Burson survey analyzes ‘youth-fluentials'

NEW YORK: American youths aged ten to 18 exert significant influence over the purchasing power of their peers and their parents, according to a new survey by Burson-Marsteller and Penn, Schoen and Berland.

NEW YORK: American youths aged ten to 18 exert significant influence over the purchasing power of their peers and their parents, according to a new survey by Burson-Marsteller and Penn, Schoen and Berland.

Almost 100% of the group surveyed-dubbed "youth-fluentials"- say they influence their friends' purchasing decision, and over 80% say they can impact their parents' buying choices in a wide array of categories.  

The youth also report being influenced by both friends and parents: 89% say they are influenced by their friends, and 86% say their purchasing is influenced by their parents.

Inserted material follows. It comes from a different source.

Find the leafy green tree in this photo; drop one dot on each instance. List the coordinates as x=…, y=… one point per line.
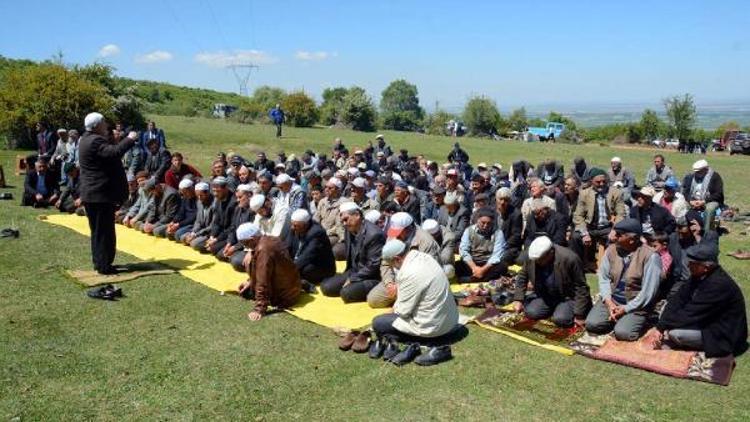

Three quarters of the group says they spend their own money on common purchases like clothes, media items, and electronics. And a full 100% of those surveyed named affordability as the most important factor when it comes to choosing which clothes and electronics to buy.

The study also found that offline influence continues to be more important than that which occurs online. While 73% of the group reported that they hang out with friends, only 58% said they interact through social networking sites like MySpace. Magazines are the primary source of media consumption for the demographic, with 76% of respondents reporting their use.